Driblando as obviedades envolvendo Noah e encontrando diferentes possibilidades para esse personagem que não se revela necessariamente um cretino mas sim apenas um homem confuso, The Affair, no entanto, concentra a maior parte de sua complexidade em Alison. E não é só por ela estar vivendo um luto interminável que a personagem vivida por Ruth Wilson interessa mais dramaticamente. O luto em si funciona, na realidade, como influenciador direto nas decisões de Alison. Ela se envolve com Noah por carência? Por raiva da vida? Por amor mesmo? Ou simplesmente por atração sexual? Sua insegurança e principalmente seu comportamento inconstante são claras consequências de uma mulher que, após uma tragédia inimaginável como a que viveu, de repente já não se reconhece mais. Assim como Noah, Alison tenta achar algo de novo na vida. Talvez aí resida a crucial intersecção dos dois. 

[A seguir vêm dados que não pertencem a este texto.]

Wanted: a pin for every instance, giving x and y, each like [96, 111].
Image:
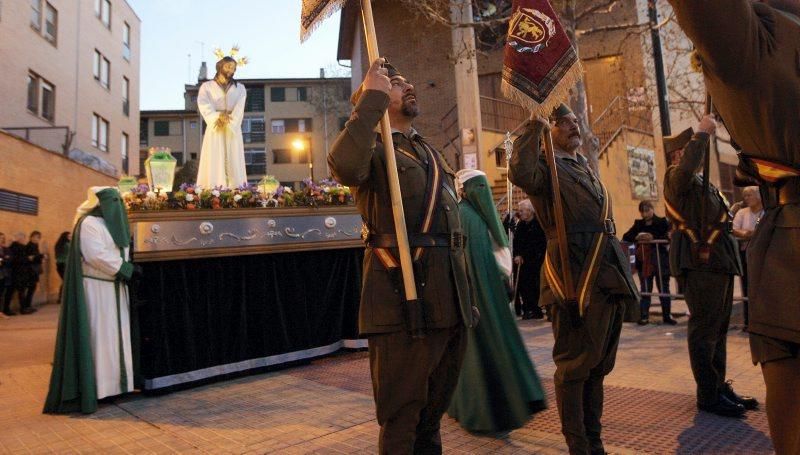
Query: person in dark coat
[704, 257]
[29, 272]
[587, 332]
[15, 260]
[652, 261]
[530, 245]
[749, 55]
[412, 378]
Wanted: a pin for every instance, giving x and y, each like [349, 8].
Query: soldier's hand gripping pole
[570, 301]
[413, 306]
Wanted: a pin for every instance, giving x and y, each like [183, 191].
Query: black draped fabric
[199, 313]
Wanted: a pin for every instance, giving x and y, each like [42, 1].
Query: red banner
[540, 65]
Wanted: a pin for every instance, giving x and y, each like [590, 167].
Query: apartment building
[288, 127]
[71, 78]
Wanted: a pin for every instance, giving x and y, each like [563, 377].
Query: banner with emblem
[540, 65]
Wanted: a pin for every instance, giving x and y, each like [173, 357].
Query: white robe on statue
[222, 156]
[101, 259]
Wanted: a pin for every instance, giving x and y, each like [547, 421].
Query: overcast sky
[266, 30]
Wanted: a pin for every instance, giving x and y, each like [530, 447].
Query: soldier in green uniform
[750, 54]
[585, 346]
[704, 258]
[412, 379]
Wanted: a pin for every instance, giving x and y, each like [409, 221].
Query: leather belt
[454, 240]
[789, 192]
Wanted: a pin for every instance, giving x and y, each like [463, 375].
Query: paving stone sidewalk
[326, 406]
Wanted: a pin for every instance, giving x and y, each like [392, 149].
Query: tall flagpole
[417, 322]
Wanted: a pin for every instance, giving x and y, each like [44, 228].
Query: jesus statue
[221, 103]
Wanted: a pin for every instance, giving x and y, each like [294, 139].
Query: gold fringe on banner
[559, 94]
[316, 11]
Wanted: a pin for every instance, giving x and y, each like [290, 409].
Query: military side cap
[679, 141]
[392, 72]
[561, 111]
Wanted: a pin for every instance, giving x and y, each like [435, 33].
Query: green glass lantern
[268, 185]
[160, 166]
[126, 183]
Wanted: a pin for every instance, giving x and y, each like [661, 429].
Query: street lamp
[301, 144]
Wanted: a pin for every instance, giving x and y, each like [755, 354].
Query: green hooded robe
[72, 381]
[498, 389]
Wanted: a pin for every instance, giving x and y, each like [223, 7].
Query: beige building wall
[336, 91]
[67, 63]
[60, 185]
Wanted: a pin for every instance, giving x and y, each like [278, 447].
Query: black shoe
[748, 402]
[723, 407]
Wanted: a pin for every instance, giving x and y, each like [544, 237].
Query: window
[41, 97]
[100, 132]
[253, 130]
[33, 93]
[125, 92]
[123, 150]
[101, 68]
[126, 41]
[281, 156]
[50, 23]
[277, 94]
[255, 161]
[48, 101]
[36, 14]
[255, 99]
[161, 128]
[20, 203]
[102, 10]
[143, 132]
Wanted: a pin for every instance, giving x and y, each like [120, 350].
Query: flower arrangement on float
[194, 197]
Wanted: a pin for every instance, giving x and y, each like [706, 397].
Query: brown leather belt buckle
[609, 227]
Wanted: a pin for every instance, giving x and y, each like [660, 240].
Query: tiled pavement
[326, 407]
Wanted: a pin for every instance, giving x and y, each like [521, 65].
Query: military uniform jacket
[683, 189]
[582, 199]
[357, 159]
[751, 60]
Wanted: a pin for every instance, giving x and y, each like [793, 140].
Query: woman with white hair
[744, 224]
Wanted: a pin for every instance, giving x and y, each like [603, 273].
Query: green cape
[498, 388]
[72, 381]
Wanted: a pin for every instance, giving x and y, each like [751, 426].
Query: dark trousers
[9, 296]
[527, 280]
[745, 306]
[709, 296]
[583, 358]
[412, 382]
[646, 285]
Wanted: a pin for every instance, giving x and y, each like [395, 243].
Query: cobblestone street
[326, 406]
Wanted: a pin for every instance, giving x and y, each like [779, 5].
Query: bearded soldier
[585, 346]
[412, 378]
[750, 55]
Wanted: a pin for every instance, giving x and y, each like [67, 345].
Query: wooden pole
[558, 215]
[391, 166]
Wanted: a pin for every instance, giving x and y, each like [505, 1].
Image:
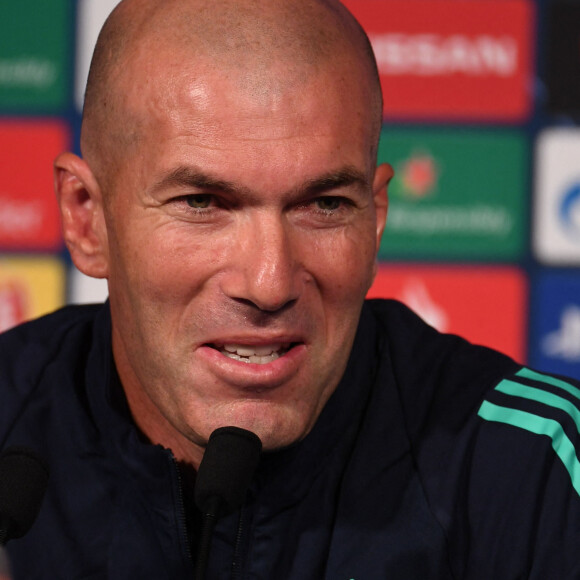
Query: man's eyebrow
[345, 177]
[185, 176]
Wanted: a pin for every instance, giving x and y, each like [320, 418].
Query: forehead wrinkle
[247, 37]
[188, 177]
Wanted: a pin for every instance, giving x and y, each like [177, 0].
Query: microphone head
[226, 470]
[23, 483]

Ter duas visões ao longo de um episódio enriquece The Affair porque a série não reprisa simplesmente as cenas, mas reconstrói diálogos e por vezes muda drasticamente a abordagem dependendo do personagem. Cabe a você decidir qual foi o tom de uma conversa e a intensidade de um acontecimento, por exemplo. The Affair nunca julga seus protagonistas e deixa para que o espectador o faça. Tais questões muitíssimo delicadas quase se diluem em uma ideia simplória: a de construir a trama a partir de um misterioso – e suposto – assassinato. Já vimos essas idas e vindas no tempo para explicar um crime várias vezes e aqui os roteiristas simplesmente não souberam lidar bem com a ideia. Não espere uma revelação instigante envolvendo a identidade da vítima ou muito menos resoluções mirabolantes para a situação, até por que ainda há muito a ser respondido na segunda temporada. Infelizmente, a investida frustra, tira tempo da série e nada acrescenta à construção dramática da história. 

The Affair ainda encontra fragilidades nos fáceis estereótipos que cria da mãe megera e indiferente ou da filha adolescente aborrecida que não se comunica com os pais. Na construção de cenas decisivas também tem seus deslizes, como quando coloca um personagem frente a uma arma que o faz tomar uma importante decisão que deveria acontecer de maneira menos extrema e mais inteligente. Coisa de novela mexicana. Mas muito além da decepção final envolvendo o desfecho e as bobeiras relacionadas aos personagens coadjuvantes, The Affair deixa boas lembranças quando vista como um todo. Ao passo que Dominic West e Ruth Wilson conduzem com segurança seus difíceis personagens (especialmente ela), a série, vale repetir, tem seu grande valor por escapar conceitualmente de escolhas fáceis. Agora, se o material rende outra temporada de qualidade como essa… Bom, aí é outra discussão. E o histórico da emissora não entusiasma.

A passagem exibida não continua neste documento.